What do these young people have in common?
All are students involved in the protest movement that is sweeping the province and garnering some international attention.
They oppose Quebec's tuition hike, which would see university fees rise about 75 per cent over the next five years to about $3,800 a year.
The increase would still leave Quebec with some of the country's lowest university rates, prompting many observers to wonder: Why are these students protesting so aggressively?
The Canadian Press contacted students through their involvement in Facebook groups and student associations, asking them to explain why they became involved in the movement and what results they want to achieve.
In light of recent protests that have become disruptive, some did not want to be publicly associated with the movement and refused to be interviewed. Two asked, after having already been interviewed, to have their names removed. One asked not to be photographed.
Here are six students who were willing to publicly share their stories.
Master's student in French literature at McGill University
Career aspirations: Wants to work in the publishing industry after finishing her thesis.
Involvement: Active in the movement since its inception. Her poem-turned-YouTube video, called Speak Red, has almost 50,000 views to date. It's based on the classic Quebecois poem "Speak White," first recited in 1970 as a complaint against anti-francophone prejudice.
What she wants: Says ongoing events are not just a student movement, but a social movement with tuition fees being the first step. Says the government no longer reflects the people's will, and the protest goal is to "take back our society."
Third-year music student at CEGEP de Saint-Laurent
Career aspirations: Unsure of his future goals, but would like to make a living by playing, writing and teaching music.
Involvement: Hails from the West Island of Montreal. Says he had never been involved in activism or interested in politics until entering CEGEP and becoming friends with students who – unlike himself – struggled financially and became active in the anti-tuition protests.
What he wants: Tuition hike doesn't personally affect him as his parents pay for his education, but says he's protesting to support his fellow students. Believes the protests have taken on a broader, social scope against the ''the capitalist system in place right now.''
Third-year Spanish major at Concordia University
Career aspirations: Originally wanted to go into politics, but says she now wants to practise human-rights law.
Involvement: A self-described communist who joined the student protests while attending Dawson College. Says her parents – who were involved in the Marxist-Leninist Party in the 1980s in Winnipeg – influenced her values and sense of social activism.
What she wants: Tuition freeze; ideally, tuition ''should be free across the planet,'' but freezing current fees is a small step of what she sees as a larger goal. Says it also isn't just about the money, but about standing up to a government she believes has taken too many liberties against people.
Third-year education student at Universite de Montreal
Career aspirations: Has tentative plans to become a high-school teacher by the fall of 2013.

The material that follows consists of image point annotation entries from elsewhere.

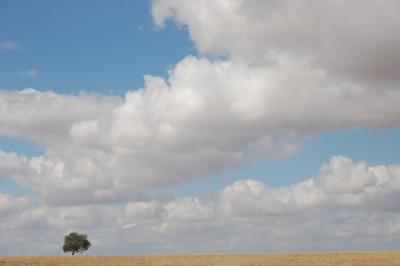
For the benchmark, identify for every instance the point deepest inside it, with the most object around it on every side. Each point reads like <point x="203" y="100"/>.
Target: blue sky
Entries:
<point x="178" y="118"/>
<point x="108" y="51"/>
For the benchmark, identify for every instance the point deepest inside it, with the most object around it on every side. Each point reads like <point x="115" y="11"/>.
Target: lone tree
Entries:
<point x="75" y="242"/>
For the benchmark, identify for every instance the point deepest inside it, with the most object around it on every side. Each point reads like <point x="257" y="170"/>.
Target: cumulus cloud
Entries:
<point x="32" y="73"/>
<point x="247" y="215"/>
<point x="269" y="74"/>
<point x="206" y="117"/>
<point x="357" y="39"/>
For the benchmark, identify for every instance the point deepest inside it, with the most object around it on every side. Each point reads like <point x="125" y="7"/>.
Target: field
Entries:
<point x="295" y="259"/>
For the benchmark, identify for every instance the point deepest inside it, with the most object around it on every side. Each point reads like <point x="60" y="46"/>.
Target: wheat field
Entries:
<point x="295" y="259"/>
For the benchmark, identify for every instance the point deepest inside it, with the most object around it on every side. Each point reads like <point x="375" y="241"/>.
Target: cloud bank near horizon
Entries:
<point x="268" y="75"/>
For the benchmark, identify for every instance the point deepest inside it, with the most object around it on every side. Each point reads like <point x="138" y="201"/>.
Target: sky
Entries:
<point x="199" y="126"/>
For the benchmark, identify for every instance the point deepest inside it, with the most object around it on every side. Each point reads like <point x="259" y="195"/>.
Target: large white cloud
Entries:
<point x="208" y="116"/>
<point x="357" y="38"/>
<point x="268" y="75"/>
<point x="247" y="215"/>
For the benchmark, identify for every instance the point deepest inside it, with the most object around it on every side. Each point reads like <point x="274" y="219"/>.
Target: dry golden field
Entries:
<point x="295" y="259"/>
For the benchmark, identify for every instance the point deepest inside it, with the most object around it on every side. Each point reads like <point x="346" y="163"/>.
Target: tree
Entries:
<point x="75" y="242"/>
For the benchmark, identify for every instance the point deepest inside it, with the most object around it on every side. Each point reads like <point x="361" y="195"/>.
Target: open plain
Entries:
<point x="290" y="259"/>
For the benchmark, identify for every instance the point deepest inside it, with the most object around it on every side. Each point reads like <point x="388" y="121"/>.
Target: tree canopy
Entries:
<point x="75" y="242"/>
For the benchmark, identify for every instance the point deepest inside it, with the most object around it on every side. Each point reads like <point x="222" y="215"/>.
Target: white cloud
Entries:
<point x="208" y="116"/>
<point x="357" y="38"/>
<point x="247" y="215"/>
<point x="9" y="45"/>
<point x="32" y="73"/>
<point x="290" y="70"/>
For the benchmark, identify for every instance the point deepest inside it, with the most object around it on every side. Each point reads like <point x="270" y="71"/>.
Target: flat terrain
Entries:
<point x="295" y="259"/>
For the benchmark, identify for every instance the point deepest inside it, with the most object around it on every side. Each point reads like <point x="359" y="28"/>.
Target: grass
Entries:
<point x="295" y="259"/>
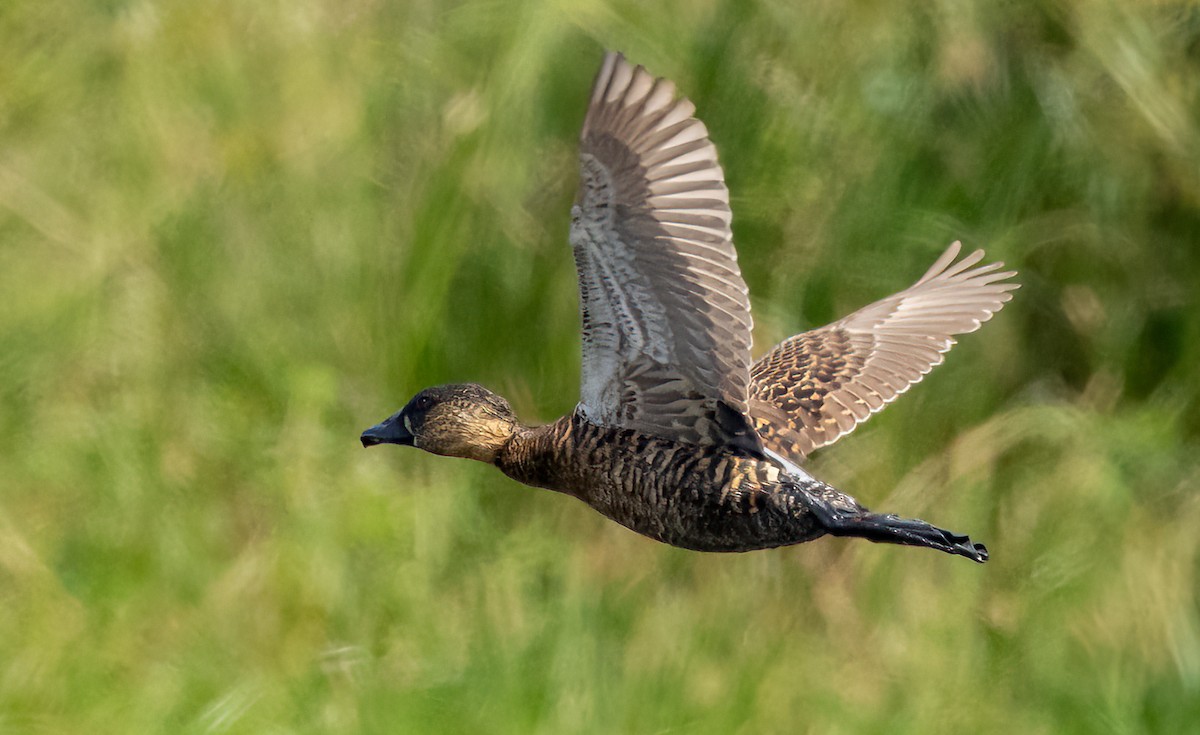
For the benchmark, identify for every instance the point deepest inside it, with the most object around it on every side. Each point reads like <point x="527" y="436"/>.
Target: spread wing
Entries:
<point x="666" y="320"/>
<point x="819" y="386"/>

Involvement: As a student and future teacher, says she is passionate about making education accessible. When the tuition hike was announced in 2011, she worried it would prevent certain people from going to school and began attending her university's information sessions.
What she wants: Tuition freeze. Also believes the protests have become part of a larger, societal issue. Is calling on the government to stop placing capital interests ''above the interests of the people.''
Fourth-year philosophy major at McGill University
Career aspirations: Uncertain about his plans, but is looking to pursue further graduate studies in philosophy and teaching.
Involvement: First covered the student hikes while writing for the McGill Daily newspaper. As the paper's resident rabble-rouser, became more actively involved as the protest movement grew.
What he wants: Says the protests over tuition hikes are part of what has become a bigger movement that is exposing broader social injustices in the province. Says re-freezing tuition would be a great first step, but wants the government to recognize and re-evaluate its ''capitalist policies.''
Master's student in French literature at Universite de Montreal
Career aspirations: Wants to pursue her PhD in French literature or be a CEGEP teacher.
Involvement: Has had a role in student activism since joining her junior-college student union and participating in the 2005 Quebec strike against budget cuts to the loans and bursaries program. Sought to be part of the student mobilization when the hike was announced last year.
What she wants: Tuition fees to stay as they are. She would at least like to see a lowering of the hike or an extension of the five-year phase-in period. Has bigger goals — says the protests have raised social consciousness and Quebec needs to ''have a vision'' about the kind of province it wants to be.